All victims of major blunt trauma have been said to be at risk of cervical spinal injury. In a prospective study of 410 such patients at our institution, we identified 13 patients (6.12 per cent) with unstable cervical spines. Loss or defect of consciousness following injury (regardless of duration), neurological deficit consistent with cervical cord or nerve root injury and neck tenderness were significantly predictive of an unstable cervical spine. Immediate radiographic investigation of the cervical spine is mandatory in such patients, but may not be required in patients without these signs [5]. So all our patients were investigated fully by X-Rays, CT scan and MRI to obtain the details of injuries and evidences of instability.
The cervical spine locking plate is theoretically safer than the Caspar system because the posterior vertebral body cortex is not breached by the fixation screws, and the screws are less likely to back out anteriorly and irritate the esophagus. According to these results, the cervical spine locking plate system is biomechanically equivalent to and in some cases more stable than the Caspar system for fixation of a severe compressive flexion injury [6]. In all our patients, we used the cervical spine locking plate system due to its usefulness as mentioned in this article [7-10].
Conclusion
Anterior cervical spinal fixation and fusion is an excellent method of spinal stabilization in cases of trauma and other problems of cervical spine like tumors infections and degenerative diseases.
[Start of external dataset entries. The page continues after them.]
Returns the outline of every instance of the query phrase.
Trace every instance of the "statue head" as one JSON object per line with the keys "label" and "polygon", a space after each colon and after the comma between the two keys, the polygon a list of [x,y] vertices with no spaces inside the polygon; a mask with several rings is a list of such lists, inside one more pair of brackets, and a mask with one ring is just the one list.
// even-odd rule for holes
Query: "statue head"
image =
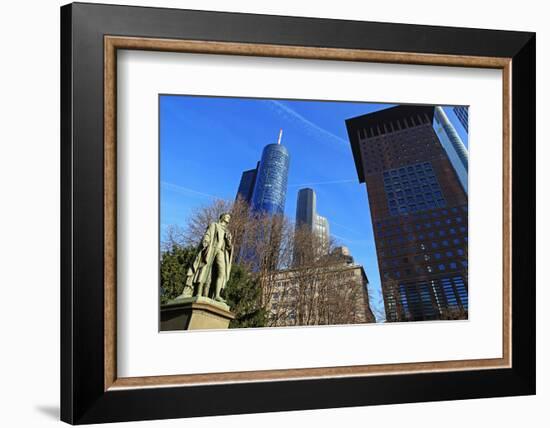
{"label": "statue head", "polygon": [[230,220],[231,220],[231,214],[229,213],[220,214],[220,221],[222,223],[228,224]]}

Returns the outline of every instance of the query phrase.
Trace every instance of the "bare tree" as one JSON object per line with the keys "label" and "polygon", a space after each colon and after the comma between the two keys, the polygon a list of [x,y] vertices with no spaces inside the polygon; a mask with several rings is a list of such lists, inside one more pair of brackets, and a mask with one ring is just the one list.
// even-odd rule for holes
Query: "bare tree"
{"label": "bare tree", "polygon": [[224,212],[231,214],[234,261],[258,284],[268,325],[365,322],[366,290],[347,261],[332,251],[335,242],[327,243],[282,215],[252,212],[241,199],[197,208],[184,229],[167,229],[167,245],[197,246],[208,225]]}
{"label": "bare tree", "polygon": [[185,231],[177,224],[171,224],[166,228],[160,243],[161,252],[170,251],[173,247],[185,247]]}

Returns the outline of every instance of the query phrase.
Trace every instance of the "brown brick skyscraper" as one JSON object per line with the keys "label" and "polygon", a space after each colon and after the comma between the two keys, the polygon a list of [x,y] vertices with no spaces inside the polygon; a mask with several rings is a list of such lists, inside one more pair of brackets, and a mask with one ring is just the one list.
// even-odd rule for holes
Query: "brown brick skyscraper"
{"label": "brown brick skyscraper", "polygon": [[468,199],[433,116],[410,105],[346,121],[388,321],[467,318]]}

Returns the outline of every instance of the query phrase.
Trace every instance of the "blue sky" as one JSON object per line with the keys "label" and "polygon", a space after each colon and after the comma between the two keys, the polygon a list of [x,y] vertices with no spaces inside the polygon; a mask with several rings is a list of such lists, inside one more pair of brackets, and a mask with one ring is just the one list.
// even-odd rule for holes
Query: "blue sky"
{"label": "blue sky", "polygon": [[[161,95],[161,236],[168,225],[184,226],[197,206],[234,200],[241,173],[256,166],[282,128],[290,153],[285,214],[294,220],[300,188],[315,190],[318,213],[363,265],[371,305],[383,313],[366,186],[358,182],[344,121],[391,106]],[[445,110],[467,145],[452,109]]]}

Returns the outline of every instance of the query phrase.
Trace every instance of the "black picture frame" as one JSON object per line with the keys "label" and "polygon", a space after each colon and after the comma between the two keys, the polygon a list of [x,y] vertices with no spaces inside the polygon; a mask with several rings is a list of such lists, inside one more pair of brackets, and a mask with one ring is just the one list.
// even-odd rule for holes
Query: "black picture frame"
{"label": "black picture frame", "polygon": [[[104,388],[104,36],[512,58],[512,367]],[[71,424],[535,393],[535,34],[74,3],[61,8],[61,419]]]}

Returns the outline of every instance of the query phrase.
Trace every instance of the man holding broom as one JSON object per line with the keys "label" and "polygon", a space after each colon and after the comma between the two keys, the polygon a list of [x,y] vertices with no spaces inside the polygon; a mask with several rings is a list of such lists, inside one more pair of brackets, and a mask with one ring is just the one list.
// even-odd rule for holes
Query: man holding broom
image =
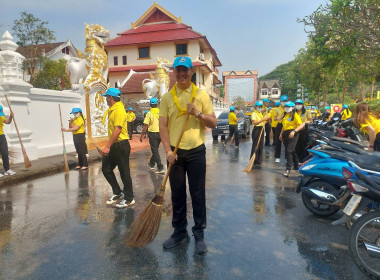
{"label": "man holding broom", "polygon": [[[186,218],[186,175],[193,206],[195,225],[192,232],[195,238],[195,251],[198,254],[207,251],[204,242],[206,228],[206,147],[205,127],[215,127],[216,117],[208,93],[197,88],[192,82],[193,64],[189,57],[177,57],[173,63],[176,84],[166,93],[160,104],[160,136],[166,157],[172,168],[169,174],[172,191],[174,233],[163,243],[165,249],[174,248],[189,242]],[[194,102],[191,100],[194,98]],[[185,128],[177,154],[174,147]]]}
{"label": "man holding broom", "polygon": [[[5,138],[5,135],[3,133],[3,126],[4,123],[10,124],[13,119],[13,112],[11,111],[9,118],[6,118],[3,112],[3,106],[0,105],[0,153],[1,158],[3,159],[3,166],[4,166],[4,175],[15,175],[16,172],[9,169],[9,154],[8,154],[8,143],[7,138]],[[0,178],[4,177],[3,174],[0,173]]]}
{"label": "man holding broom", "polygon": [[[108,142],[102,150],[102,172],[108,183],[112,187],[113,196],[107,200],[107,204],[111,205],[118,200],[116,204],[118,208],[125,208],[135,204],[133,199],[132,178],[129,169],[129,154],[131,146],[128,142],[127,131],[127,113],[125,112],[123,103],[120,102],[120,90],[117,88],[109,88],[105,94],[108,109]],[[124,184],[124,192],[116,180],[113,170],[119,168],[120,177]]]}

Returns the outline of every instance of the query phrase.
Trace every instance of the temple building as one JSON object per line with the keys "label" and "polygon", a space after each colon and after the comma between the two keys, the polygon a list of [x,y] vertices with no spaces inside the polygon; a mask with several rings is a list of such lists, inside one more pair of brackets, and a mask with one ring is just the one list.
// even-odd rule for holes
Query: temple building
{"label": "temple building", "polygon": [[[206,90],[215,101],[219,99],[221,84],[217,67],[221,62],[205,35],[194,31],[156,2],[131,28],[118,34],[106,44],[109,65],[109,83],[118,86],[133,70],[133,75],[120,89],[128,99],[144,99],[142,81],[150,79],[156,70],[157,58],[173,63],[178,56],[188,56],[193,61],[193,83]],[[175,83],[173,71],[169,72],[170,86]]]}
{"label": "temple building", "polygon": [[281,88],[280,80],[260,80],[259,83],[259,99],[263,100],[268,98],[274,102],[280,101]]}
{"label": "temple building", "polygon": [[235,97],[242,97],[245,103],[256,101],[257,70],[223,72],[224,102],[233,103]]}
It is especially indicated in cases where the vertebral bodies have been destroyed by the trauma and other disease processes and there is disruption of anterior two columns of spine. It is much more promising in cases of partial spinal cord injuries when there is sparing of some cord functions. Even it is fruitful in complete cord injuries because in those cases, patients are early mobilized from the beds after stabilization procedures so that they are saved from the complications.